When using Docker, the equivalent would be the following:

docker run -p 7687:7687 \
-v mg_lib:/var/lib/memgraph -v mg_log:/var/log/memgraph -v mg_etc:/etc/memgraph \
memgraph

Suppose that Memgraph is currently storing a graph as depicted in the figure below where numbers in the vertices are stored as properties in the graph. This graph obviously has 4 weakly connected components.

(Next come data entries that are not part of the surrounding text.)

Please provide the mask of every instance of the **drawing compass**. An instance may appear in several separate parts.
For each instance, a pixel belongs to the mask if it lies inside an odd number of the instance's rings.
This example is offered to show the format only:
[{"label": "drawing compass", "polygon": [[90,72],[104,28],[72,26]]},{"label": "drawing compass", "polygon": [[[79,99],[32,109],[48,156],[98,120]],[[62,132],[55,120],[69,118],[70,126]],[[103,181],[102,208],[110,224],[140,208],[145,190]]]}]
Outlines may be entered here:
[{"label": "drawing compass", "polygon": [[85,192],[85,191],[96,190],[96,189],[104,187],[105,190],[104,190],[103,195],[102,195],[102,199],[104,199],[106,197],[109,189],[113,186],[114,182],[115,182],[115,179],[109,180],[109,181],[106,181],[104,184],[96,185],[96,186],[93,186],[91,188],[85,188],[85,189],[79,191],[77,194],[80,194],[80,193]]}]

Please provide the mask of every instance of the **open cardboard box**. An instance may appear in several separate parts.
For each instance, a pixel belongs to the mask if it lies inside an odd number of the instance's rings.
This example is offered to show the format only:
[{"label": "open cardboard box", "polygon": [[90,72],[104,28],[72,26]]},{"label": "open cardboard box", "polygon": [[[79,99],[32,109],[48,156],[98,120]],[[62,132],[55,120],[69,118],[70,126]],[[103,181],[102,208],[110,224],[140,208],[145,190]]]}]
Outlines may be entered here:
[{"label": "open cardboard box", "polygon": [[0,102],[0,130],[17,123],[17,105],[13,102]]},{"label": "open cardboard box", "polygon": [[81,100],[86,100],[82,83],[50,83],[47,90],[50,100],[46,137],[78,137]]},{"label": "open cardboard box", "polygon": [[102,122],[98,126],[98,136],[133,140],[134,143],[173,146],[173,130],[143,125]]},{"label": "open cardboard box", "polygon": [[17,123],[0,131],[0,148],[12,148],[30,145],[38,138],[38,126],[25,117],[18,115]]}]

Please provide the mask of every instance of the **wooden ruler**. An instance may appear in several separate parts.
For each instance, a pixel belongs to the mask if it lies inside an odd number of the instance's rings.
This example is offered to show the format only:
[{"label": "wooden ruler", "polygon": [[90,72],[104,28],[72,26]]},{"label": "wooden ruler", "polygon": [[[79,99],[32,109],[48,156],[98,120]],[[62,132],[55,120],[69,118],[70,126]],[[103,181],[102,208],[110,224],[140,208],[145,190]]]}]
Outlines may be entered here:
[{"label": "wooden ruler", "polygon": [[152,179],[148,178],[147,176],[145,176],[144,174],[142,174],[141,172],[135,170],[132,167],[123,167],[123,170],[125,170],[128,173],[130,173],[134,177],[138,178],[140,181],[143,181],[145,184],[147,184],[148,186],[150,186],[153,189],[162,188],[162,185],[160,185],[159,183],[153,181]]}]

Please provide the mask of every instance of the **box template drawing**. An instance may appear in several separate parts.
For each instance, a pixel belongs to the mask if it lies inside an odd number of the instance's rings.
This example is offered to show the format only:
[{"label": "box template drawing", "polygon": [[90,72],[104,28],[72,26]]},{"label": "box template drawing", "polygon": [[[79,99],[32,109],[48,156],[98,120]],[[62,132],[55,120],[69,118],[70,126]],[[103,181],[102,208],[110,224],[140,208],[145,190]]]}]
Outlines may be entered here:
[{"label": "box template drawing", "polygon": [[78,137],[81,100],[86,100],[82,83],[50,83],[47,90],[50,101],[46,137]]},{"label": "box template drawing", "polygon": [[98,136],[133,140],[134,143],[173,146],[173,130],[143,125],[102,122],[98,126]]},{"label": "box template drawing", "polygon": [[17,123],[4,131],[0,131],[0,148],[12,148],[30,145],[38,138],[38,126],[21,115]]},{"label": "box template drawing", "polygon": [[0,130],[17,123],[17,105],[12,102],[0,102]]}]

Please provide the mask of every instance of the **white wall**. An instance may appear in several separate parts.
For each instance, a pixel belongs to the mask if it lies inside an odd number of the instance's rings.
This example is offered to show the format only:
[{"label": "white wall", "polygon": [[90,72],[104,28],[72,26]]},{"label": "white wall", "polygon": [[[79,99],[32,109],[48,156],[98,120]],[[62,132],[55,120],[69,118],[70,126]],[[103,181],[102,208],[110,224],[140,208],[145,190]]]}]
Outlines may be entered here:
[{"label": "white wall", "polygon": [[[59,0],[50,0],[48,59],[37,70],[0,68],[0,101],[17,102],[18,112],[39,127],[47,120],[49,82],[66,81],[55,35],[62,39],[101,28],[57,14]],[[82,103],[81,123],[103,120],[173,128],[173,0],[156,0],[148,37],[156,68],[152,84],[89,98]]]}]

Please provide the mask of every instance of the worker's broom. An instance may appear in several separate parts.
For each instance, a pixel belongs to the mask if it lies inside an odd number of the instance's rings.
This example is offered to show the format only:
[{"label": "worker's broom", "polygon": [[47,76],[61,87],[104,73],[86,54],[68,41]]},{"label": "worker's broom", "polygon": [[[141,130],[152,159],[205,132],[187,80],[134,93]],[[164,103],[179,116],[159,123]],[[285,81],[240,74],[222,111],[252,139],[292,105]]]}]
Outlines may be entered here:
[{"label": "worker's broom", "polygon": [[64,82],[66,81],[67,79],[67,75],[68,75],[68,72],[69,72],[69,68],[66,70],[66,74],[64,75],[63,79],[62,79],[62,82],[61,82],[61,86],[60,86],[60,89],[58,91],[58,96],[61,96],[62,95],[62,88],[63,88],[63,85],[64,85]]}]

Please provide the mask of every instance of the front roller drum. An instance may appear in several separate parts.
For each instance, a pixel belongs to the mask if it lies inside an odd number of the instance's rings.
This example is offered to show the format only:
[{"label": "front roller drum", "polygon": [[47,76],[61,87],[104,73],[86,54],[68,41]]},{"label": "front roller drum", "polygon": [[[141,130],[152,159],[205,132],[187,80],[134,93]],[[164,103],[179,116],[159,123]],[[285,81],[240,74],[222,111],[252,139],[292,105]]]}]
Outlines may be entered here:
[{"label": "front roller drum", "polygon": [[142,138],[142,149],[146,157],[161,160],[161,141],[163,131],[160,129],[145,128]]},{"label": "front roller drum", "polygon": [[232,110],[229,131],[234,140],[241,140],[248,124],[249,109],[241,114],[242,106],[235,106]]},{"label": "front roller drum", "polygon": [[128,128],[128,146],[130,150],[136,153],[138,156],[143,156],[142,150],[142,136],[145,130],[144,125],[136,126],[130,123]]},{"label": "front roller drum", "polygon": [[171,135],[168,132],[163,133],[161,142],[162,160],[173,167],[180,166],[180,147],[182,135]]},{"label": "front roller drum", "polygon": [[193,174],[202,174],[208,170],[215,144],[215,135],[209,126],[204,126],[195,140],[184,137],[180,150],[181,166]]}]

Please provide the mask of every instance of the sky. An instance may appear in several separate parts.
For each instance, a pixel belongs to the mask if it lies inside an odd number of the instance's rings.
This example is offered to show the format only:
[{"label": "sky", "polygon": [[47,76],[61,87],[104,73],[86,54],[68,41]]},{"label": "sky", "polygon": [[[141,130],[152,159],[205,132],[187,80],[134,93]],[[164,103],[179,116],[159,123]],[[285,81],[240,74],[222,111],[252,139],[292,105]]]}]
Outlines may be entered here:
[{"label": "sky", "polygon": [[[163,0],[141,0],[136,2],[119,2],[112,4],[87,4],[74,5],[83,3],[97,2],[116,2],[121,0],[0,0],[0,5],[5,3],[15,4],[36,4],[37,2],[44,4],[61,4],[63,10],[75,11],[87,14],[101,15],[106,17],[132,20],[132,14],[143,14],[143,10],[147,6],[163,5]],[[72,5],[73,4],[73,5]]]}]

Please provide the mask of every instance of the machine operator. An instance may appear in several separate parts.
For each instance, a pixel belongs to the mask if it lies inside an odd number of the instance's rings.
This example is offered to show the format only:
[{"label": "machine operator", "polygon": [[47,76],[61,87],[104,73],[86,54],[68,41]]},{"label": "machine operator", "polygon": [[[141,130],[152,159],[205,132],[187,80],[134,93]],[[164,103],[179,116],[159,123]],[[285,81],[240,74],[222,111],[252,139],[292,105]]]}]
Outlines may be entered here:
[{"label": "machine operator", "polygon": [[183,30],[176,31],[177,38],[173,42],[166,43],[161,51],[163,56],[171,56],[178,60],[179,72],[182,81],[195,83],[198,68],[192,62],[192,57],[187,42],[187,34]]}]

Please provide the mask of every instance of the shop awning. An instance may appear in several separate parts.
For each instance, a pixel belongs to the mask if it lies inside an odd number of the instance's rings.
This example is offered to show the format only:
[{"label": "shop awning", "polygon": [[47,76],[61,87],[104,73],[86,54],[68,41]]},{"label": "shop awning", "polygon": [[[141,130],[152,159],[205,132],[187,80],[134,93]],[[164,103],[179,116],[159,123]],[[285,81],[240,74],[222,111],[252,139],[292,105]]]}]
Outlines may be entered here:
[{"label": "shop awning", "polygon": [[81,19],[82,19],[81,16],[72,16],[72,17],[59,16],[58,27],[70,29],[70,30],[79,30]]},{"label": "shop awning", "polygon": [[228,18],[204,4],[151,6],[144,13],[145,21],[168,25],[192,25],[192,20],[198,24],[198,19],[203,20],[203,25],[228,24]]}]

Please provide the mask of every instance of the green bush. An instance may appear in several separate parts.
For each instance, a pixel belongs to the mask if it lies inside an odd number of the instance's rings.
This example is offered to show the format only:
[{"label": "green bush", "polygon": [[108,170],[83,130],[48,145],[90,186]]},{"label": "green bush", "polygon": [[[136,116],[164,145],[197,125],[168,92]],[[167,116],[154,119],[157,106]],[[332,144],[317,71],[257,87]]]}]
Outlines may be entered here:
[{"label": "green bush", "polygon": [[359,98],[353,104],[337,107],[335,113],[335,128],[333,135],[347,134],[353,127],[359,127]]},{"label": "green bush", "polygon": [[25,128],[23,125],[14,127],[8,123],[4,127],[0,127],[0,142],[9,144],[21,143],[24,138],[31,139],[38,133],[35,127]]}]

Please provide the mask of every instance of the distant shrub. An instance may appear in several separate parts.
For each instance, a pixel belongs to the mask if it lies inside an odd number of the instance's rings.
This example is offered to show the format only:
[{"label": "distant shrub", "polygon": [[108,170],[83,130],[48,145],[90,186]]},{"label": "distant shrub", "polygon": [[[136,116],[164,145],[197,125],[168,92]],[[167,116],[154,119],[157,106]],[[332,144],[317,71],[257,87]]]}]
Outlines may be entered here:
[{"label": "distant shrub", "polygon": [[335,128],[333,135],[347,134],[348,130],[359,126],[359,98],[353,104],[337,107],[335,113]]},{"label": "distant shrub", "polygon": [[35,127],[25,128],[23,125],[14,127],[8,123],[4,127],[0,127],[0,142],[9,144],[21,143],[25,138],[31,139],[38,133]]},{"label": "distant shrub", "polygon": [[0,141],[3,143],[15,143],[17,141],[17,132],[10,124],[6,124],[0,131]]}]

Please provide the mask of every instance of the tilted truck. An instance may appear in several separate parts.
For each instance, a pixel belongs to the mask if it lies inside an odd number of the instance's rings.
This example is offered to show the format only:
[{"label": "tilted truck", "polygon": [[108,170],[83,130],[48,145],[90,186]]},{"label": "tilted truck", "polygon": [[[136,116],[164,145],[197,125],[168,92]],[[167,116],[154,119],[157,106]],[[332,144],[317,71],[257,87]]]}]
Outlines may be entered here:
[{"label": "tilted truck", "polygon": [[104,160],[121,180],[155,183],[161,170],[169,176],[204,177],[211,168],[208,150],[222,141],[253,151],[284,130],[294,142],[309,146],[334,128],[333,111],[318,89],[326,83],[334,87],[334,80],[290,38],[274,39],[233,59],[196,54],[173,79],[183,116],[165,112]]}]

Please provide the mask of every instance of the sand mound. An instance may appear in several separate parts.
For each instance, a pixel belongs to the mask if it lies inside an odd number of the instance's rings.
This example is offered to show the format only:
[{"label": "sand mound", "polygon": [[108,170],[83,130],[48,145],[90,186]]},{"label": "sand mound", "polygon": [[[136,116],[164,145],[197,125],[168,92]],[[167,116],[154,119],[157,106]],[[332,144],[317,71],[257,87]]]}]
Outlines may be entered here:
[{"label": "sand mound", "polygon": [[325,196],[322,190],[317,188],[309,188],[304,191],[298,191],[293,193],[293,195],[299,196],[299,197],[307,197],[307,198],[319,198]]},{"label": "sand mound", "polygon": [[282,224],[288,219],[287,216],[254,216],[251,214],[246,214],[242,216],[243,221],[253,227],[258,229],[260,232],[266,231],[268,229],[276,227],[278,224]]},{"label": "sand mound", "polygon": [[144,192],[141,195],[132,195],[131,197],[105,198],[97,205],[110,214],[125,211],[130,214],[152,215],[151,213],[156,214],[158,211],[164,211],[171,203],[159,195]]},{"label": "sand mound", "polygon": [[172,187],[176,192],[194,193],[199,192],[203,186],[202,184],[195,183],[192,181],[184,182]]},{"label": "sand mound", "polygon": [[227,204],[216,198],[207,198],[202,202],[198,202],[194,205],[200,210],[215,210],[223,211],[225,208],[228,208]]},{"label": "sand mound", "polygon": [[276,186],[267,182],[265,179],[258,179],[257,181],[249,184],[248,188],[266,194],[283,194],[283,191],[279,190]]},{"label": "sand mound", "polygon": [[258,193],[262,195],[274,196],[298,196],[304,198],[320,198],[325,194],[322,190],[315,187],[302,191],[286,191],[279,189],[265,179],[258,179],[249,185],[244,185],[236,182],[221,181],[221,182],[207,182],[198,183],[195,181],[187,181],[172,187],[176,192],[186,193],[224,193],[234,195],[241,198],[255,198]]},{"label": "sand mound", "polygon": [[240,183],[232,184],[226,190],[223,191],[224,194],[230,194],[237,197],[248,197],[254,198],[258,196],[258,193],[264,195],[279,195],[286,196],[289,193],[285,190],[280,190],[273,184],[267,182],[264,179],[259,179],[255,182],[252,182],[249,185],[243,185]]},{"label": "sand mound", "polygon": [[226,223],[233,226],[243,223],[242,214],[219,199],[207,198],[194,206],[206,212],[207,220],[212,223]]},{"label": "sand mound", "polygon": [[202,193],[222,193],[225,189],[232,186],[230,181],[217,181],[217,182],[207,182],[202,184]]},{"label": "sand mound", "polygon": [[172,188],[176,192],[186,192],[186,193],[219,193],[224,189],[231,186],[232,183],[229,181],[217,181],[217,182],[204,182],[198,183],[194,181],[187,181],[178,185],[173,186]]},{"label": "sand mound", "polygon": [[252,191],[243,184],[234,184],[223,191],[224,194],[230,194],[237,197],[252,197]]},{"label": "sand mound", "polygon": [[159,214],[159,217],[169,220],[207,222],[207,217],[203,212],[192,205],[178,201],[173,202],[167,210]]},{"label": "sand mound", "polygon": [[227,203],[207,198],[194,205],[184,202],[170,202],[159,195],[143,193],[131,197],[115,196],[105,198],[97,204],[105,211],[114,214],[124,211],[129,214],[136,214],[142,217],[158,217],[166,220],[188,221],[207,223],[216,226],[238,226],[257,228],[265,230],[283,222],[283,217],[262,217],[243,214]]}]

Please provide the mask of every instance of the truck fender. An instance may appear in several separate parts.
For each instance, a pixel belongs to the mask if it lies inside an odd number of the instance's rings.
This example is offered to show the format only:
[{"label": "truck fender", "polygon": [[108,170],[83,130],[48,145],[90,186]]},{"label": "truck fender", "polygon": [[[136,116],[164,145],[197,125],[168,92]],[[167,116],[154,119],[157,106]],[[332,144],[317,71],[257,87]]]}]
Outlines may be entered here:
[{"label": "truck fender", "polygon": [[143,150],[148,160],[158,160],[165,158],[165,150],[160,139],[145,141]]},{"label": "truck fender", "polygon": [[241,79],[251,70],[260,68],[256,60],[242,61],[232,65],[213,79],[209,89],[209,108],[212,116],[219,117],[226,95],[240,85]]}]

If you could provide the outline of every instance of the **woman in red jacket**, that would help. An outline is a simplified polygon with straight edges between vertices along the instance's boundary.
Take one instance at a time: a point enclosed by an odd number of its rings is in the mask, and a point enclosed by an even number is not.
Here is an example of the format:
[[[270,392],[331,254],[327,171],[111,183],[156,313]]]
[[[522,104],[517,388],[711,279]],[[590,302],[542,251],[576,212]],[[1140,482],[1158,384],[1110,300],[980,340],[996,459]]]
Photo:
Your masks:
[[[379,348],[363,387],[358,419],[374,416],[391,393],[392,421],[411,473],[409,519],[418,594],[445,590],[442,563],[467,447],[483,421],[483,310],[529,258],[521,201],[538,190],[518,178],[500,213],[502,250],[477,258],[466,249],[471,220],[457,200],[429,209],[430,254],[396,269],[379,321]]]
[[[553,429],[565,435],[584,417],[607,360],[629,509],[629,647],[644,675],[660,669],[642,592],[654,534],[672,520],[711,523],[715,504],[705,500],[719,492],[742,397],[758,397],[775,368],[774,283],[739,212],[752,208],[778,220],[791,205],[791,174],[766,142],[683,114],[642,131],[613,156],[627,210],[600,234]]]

To create the above graph, execute the following query:

CREATE (n1 {number: 1})
CREATE (n2 {number: 2})
CREATE (n3 {number: 3})
CREATE (n4 {number: 4})
CREATE (n5 {number: 5})
CREATE (n6 {number: 6})
CREATE (n7 {number: 7})
CREATE (n8 {number: 8})
CREATE (n9 {number: 9})
CREATE (n10 {number: 10})
CREATE (n11 {number: 11})
CREATE (n12 {number: 12})
CREATE (n13 {number: 13})
CREATE (n14 {number: 14})
CREATE (n15 {number: 15})
CREATE (n1)-[:e]->(n2)
CREATE (n1)-[:e]->(n3)
CREATE (n2)-[:e]->(n3)
CREATE (n5)-[:e]->(n6)
CREATE (n6)-[:e]->(n7)
CREATE (n6)-[:e]->(n8)
CREATE (n7)-[:e]->(n9)
CREATE (n7)-[:e]->(n10)
CREATE (n8)-[:e]->(n11)
CREATE (n12)-[:e]->(n13)
CREATE (n12)-[:e]->(n14)
CREATE (n12)-[:e]->(n15)
CREATE (n13)-[:e]->(n14)
CREATE (n13)-[:e]->(n15)
CREATE (n14)-[:e]->(n15);

Let's run the following query:

CALL connectivity.weak() YIELD component, id;

We should get a result similar to:

+-----------+-----------+
| component | id |
+-----------+-----------+
| 3 | 14 |
| 3 | 13 |
| 3 | 12 |
| 3 | 11 |
| 2 | 10 |
| 2 | 9 |
| 2 | 8 |
| 2 | 7 |
| 2 | 6 |
| 0 | 1 |
| 0 | 0 |
| 0 | 2 |
| 1 | 3 |
| 2 | 4 |
| 2 | 5 |
+-----------+-----------+

The procedure returns mappings from internal node IDs to components. In order to return the nodes instead of the IDs you should execute the following query:

CALL connectivity.weak() YIELD component, id MATCH (n) WHERE ID(n) = id RETURN component, n;

We should observe the following result:

+----------------+----------------+
| component | n |
+----------------+----------------+
| 3 | ({number: 15}) |
| 3 | ({number: 14}) |
| 3 | ({number: 13}) |
| 3 | ({number: 12}) |
| 2 | ({number: 11}) |
| 2 | ({number: 10}) |
| 2 | ({number: 9}) |
| 2 | ({number: 8}) |
| 2 | ({number: 7}) |
| 0 | ({number: 2}) |
| 0 | ({number: 1}) |
| 0 | ({number: 3}) |
| 1 | ({number: 4}) |
| 2 | ({number: 5}) |
| 2 | ({number: 6}) |
+----------------+----------------+

As expected, nodes numbered 1, 2, and 3 are all in one connected component, node numbered 4 is in its own component, nodes numbered 5, 6, 7, 8, 9, 10, and 11 are in another component and, finally, nodes numbered 12, 13, 14 and 15 are in the last component.